Jacob laughed and leaned toward her with his lips all smoochy, but she pushed his face away with a breadstick. “Did you hear what I just said?”
He leaned in again. Not close enough for a kiss this time, but close enough for her reflection to almost completely fill his irises. Portrait of cross forty-two-year-old with, hey, really nice boobs actually. “Yes, you said you think Vi has a crush.”
“I’m two hundred percent sure about that.”
“Two hundred percent? Oh. Even if you’re right it’ll pass, J.”
J. Vi. And he still called his first wife Dee.
“Why don’t you just make the most of it, run off with her, and be half of a beautiful black intellectual couple just like you always wanted?”
Husbands one and two, Max and Sam, were white — Sam was a few years younger than Jill, but both he and Max tended to look old stood beside her. Well, not elderly. Just older than her. Whereas side by side she and Jacob looked about the same age. What age was that? If you didn’t know them you couldn’t even give a rough estimate. Jacob picked up a breadstick of his own, crunched half of it, stabbed her in the arm with the other half, and asked: “Do you really think you can do this here?”
He rarely appeased her.

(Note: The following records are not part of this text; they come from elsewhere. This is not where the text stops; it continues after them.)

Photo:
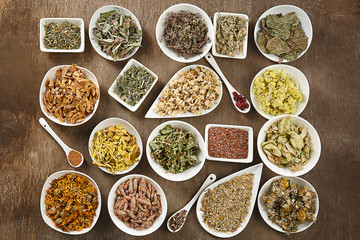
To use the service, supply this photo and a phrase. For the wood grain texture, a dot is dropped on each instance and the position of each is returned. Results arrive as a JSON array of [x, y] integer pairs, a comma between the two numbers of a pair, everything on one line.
[[28, 155]]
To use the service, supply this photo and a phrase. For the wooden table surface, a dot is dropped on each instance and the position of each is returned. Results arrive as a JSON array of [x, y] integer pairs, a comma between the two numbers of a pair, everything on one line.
[[28, 155]]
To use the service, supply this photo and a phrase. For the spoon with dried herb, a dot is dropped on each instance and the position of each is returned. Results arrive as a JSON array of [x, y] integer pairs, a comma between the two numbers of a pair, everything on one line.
[[177, 220]]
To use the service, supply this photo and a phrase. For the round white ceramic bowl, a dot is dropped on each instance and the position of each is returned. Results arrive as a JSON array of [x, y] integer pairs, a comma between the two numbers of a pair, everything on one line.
[[188, 173], [47, 185], [152, 114], [285, 9], [315, 152], [52, 74], [297, 76], [92, 25], [129, 128], [160, 32], [266, 187], [158, 222]]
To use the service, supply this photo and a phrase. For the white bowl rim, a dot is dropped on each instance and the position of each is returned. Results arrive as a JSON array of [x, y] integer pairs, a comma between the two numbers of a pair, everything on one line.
[[183, 176], [138, 138], [303, 85], [130, 63], [174, 56], [51, 50], [257, 171], [294, 180], [43, 194], [42, 86], [250, 131], [314, 158], [131, 231], [245, 42], [274, 57], [93, 42], [150, 113]]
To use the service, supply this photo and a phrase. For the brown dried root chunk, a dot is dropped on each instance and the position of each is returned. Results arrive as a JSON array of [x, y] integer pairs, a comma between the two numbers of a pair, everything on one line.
[[71, 97], [137, 204]]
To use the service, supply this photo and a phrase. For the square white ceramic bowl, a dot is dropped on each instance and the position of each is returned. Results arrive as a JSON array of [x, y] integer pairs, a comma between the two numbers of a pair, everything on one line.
[[250, 131], [76, 21], [297, 76], [111, 92], [51, 74], [92, 25], [239, 55], [188, 173], [113, 121]]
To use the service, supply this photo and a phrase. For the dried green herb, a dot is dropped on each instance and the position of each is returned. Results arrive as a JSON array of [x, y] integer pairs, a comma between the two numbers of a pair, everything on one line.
[[133, 84], [230, 35], [185, 32], [282, 36], [62, 36], [117, 34], [175, 149]]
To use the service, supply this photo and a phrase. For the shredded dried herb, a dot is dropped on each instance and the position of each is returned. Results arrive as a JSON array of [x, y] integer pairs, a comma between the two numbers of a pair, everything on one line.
[[230, 35], [175, 149], [282, 36], [133, 84], [117, 34], [71, 202], [62, 36], [185, 32]]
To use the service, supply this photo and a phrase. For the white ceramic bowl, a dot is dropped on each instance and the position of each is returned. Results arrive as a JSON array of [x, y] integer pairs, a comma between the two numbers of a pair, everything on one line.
[[188, 173], [245, 42], [160, 32], [128, 127], [297, 75], [77, 21], [152, 114], [285, 9], [158, 222], [52, 74], [111, 92], [47, 185], [92, 25], [315, 152], [256, 170], [266, 187], [249, 159]]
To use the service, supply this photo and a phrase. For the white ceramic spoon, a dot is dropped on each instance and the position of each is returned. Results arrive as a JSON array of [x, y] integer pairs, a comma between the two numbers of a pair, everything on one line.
[[210, 58], [210, 179], [66, 149]]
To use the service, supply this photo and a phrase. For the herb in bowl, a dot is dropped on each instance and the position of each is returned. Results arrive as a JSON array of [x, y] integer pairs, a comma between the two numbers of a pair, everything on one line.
[[134, 84], [175, 149], [185, 32], [230, 35], [62, 36], [117, 34]]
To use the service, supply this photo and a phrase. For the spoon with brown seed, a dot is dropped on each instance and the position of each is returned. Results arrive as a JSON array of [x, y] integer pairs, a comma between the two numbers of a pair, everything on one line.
[[240, 102], [177, 220], [75, 158]]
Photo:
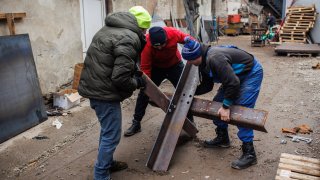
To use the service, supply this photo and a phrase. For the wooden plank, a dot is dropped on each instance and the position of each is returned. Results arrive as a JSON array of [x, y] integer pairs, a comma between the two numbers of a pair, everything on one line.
[[299, 54], [282, 178], [302, 14], [300, 158], [290, 32], [295, 28], [300, 163], [299, 169], [289, 174], [293, 41]]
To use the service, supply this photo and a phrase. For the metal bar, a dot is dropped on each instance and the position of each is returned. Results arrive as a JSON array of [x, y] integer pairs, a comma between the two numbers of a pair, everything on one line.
[[162, 101], [164, 146], [240, 116]]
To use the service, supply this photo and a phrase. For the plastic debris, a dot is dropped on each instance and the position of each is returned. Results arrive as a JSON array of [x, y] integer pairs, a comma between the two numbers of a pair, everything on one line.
[[40, 137], [57, 123], [283, 141]]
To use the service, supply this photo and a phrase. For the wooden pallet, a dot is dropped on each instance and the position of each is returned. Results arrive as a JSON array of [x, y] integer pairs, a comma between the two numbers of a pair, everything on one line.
[[284, 39], [292, 33], [295, 28], [302, 14], [298, 167]]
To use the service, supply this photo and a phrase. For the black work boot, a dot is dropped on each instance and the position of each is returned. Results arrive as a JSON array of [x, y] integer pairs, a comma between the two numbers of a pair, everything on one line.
[[221, 141], [248, 157], [133, 129], [118, 166]]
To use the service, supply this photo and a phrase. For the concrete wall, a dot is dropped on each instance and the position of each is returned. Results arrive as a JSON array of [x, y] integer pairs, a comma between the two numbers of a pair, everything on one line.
[[55, 34], [55, 31], [163, 7]]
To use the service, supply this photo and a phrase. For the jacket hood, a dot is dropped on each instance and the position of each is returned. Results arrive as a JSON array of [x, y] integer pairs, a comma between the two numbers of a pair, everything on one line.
[[123, 20]]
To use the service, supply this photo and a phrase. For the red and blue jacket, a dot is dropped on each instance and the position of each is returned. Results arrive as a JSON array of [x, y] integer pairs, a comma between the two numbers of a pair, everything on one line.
[[167, 57]]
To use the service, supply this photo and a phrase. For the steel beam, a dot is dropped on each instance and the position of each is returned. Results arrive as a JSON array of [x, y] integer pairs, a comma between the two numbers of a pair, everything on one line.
[[240, 116], [162, 101], [165, 144]]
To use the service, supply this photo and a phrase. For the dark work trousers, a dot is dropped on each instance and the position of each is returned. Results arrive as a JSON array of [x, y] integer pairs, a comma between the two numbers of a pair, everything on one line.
[[157, 76], [249, 91]]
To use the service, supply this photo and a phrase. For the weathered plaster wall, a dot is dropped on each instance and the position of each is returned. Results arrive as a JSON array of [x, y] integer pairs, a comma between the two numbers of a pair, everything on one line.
[[163, 7], [55, 34]]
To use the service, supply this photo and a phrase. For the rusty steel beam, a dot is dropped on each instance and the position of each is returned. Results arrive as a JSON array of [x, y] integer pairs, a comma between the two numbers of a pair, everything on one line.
[[172, 125], [240, 116], [162, 101]]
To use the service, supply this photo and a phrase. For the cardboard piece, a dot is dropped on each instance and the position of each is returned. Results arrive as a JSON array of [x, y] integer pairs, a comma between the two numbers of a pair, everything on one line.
[[66, 99]]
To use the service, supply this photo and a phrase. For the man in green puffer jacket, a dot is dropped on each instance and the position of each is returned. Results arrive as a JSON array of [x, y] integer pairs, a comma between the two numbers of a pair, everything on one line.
[[109, 76]]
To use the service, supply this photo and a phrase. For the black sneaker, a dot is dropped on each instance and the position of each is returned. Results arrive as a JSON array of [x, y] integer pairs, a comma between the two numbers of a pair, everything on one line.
[[248, 157], [118, 166], [133, 129], [221, 141]]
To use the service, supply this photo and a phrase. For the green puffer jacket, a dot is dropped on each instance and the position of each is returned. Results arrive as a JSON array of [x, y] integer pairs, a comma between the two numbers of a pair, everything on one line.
[[110, 62]]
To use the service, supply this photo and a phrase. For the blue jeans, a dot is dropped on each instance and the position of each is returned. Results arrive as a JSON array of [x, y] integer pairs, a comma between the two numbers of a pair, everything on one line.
[[249, 91], [109, 116]]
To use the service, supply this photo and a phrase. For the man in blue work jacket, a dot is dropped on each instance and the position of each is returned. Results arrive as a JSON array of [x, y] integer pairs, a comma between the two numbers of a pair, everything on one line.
[[240, 75]]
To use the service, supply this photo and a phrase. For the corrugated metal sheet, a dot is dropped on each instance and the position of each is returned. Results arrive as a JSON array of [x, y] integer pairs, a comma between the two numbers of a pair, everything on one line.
[[21, 105]]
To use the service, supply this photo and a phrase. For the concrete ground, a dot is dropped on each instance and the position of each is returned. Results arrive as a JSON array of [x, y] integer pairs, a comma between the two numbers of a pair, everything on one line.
[[290, 93]]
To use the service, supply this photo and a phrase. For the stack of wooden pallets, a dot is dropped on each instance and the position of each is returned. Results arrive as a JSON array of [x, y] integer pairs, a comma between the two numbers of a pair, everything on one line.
[[298, 167], [298, 22]]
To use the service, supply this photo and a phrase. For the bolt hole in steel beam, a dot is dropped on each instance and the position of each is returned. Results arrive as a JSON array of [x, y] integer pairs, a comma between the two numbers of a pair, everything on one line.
[[165, 144]]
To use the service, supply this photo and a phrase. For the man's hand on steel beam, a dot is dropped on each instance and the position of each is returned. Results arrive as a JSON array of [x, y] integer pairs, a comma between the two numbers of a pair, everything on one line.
[[224, 114]]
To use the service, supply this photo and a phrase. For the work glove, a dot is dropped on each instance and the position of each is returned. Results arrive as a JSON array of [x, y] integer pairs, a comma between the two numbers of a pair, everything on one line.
[[141, 83]]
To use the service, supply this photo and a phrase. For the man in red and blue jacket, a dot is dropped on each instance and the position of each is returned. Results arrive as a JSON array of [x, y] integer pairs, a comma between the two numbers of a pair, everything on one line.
[[160, 59]]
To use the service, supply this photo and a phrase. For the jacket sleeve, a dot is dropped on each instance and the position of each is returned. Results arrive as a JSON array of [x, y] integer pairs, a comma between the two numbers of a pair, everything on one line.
[[124, 66], [206, 84], [146, 61], [180, 35], [230, 81]]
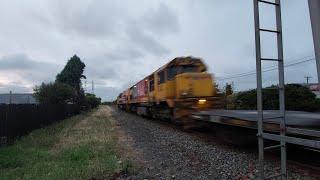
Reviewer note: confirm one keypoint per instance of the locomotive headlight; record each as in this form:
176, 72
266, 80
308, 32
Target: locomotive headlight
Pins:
202, 101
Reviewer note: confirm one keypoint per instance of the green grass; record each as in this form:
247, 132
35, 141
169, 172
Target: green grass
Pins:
81, 147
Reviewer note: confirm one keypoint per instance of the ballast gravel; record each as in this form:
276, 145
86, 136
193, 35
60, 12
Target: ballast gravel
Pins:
168, 152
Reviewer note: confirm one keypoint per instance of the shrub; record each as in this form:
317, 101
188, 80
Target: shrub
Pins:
91, 101
55, 93
297, 97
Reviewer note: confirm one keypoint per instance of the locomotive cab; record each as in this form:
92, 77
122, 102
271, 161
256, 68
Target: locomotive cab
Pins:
184, 85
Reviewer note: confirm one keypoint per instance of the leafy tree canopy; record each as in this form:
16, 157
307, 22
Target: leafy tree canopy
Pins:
55, 93
72, 73
297, 98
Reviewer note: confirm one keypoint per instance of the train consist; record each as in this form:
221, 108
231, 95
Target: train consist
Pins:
174, 91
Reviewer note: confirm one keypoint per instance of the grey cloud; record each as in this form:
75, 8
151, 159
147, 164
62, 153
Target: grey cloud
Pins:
143, 40
15, 88
94, 18
161, 20
15, 62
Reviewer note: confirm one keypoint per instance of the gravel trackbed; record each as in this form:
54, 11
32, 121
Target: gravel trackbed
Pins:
166, 152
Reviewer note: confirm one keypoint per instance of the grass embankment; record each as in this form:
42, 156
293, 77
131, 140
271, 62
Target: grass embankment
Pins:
82, 147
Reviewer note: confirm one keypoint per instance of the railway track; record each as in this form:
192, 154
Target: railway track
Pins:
300, 159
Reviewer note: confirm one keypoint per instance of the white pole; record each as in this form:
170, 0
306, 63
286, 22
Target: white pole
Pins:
314, 8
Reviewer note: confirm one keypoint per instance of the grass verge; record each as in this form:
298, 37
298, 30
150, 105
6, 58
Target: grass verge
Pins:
81, 147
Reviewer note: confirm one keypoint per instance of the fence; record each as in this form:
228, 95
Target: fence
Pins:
18, 119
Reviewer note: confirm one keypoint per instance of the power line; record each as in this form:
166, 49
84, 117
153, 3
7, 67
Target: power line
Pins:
270, 68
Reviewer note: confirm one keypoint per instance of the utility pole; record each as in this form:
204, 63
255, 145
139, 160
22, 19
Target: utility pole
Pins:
307, 78
92, 86
85, 86
314, 8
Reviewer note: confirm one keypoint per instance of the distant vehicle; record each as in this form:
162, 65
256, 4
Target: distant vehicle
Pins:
174, 91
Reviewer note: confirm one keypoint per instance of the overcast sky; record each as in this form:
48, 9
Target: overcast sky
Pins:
123, 41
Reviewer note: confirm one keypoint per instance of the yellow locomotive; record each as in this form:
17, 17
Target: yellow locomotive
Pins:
174, 91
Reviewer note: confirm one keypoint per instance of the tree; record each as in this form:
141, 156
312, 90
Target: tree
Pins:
297, 97
55, 93
72, 74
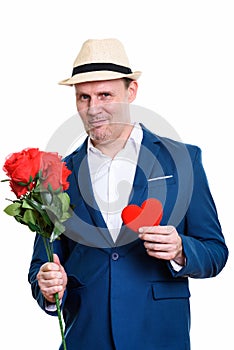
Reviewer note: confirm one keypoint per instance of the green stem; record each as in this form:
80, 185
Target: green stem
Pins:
60, 320
49, 252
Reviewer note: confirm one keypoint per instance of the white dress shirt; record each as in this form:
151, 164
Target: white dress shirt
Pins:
112, 179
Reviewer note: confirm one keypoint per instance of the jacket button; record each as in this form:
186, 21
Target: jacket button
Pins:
115, 256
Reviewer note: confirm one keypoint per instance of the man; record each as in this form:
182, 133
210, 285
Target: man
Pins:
120, 289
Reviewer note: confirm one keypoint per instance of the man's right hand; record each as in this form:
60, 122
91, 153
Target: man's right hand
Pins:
52, 279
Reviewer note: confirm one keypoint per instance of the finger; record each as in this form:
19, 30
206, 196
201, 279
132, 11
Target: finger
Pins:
164, 230
50, 266
56, 259
159, 247
161, 255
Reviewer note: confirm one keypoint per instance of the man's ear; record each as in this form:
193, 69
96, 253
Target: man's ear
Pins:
132, 91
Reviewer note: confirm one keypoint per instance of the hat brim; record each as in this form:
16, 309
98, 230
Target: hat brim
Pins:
98, 76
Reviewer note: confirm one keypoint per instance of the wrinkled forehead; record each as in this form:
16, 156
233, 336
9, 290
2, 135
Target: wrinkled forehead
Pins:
100, 85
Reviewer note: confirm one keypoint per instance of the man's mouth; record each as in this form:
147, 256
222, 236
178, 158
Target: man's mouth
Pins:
95, 123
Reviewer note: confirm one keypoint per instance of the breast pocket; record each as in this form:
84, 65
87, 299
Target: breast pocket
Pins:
159, 187
170, 290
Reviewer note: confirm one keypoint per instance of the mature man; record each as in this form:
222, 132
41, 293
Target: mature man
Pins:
120, 289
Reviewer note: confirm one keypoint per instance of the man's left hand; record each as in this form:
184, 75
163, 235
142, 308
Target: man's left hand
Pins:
163, 242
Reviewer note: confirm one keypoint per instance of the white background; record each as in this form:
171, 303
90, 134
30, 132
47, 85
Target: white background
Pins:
185, 50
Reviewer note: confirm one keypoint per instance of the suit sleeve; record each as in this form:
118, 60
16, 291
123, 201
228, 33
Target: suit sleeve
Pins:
203, 242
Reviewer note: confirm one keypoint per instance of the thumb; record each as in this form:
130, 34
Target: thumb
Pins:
56, 259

She wasn’t sure what to make of that given his attitude toward almost all his other friends, loved ones, clients, the efforts he made to ensure everybody else’s comfort. When he was with Jill he made her wonder whether he’d been sent to destroy her. Take the time she’d invited him to sample the first viable batch of tea leaves from the greenhouse she part-owned. Chun Mei, with its taste of sweet springtime grass. He’d sauntered downstairs inexplicably wearing a denim shirt over jeans, taken the teacup from her, and filled his cheeks with tea. “And how is this superior to a nice cup of Tetley?”
The combination of barbaric taste buds and denim on denim had set Jill’s teeth so sorely on edge that her jaw locked for a couple of minutes. Enough time for him to stare her down and walk out unadmonished. He knew what he was doing, he knew! For her part she’d given up trying not to be quite so in love with him at some point in their late teens when she’d clocked that, without deliberately cultivating any particular scent, Jacob Wallace managed to smell exactly like a just-blown-out candle. But if the feelings on his side weren’t there anymore then it was better for him to just go. His contributions to their joint bank account tripled hers but she wouldn’t have a problem doing without handwoven rugs at home and boutique hotels abroad. Doing without Jacob himself was going to make her a little bit crazy for a long time, so no she wasn’t going to make it easy for him to say his piece and then leave.
—
WITH A WEEK to go before their summer holiday Jacob all but ambushed Jill at a Tube station. She was adding another month’s worth of public transport to her Oyster card when an arm slipped around her neck and her husband murmured: “Jill, Jill… you can’t fight this any longer. I need to ask you something…”
She could’ve feigned alarm for just a couple more moments and elbowed him in the groin, but instead she turned her head and hissed: “Whose idea was it to get married in the first place, eh? Why don’t you ask around and get back to me?”
She wasn’t going to let him off just like that but he’d better not be hoping she’d cling to him either! If she didn’t feel like being on her own she could get another husband if she wanted.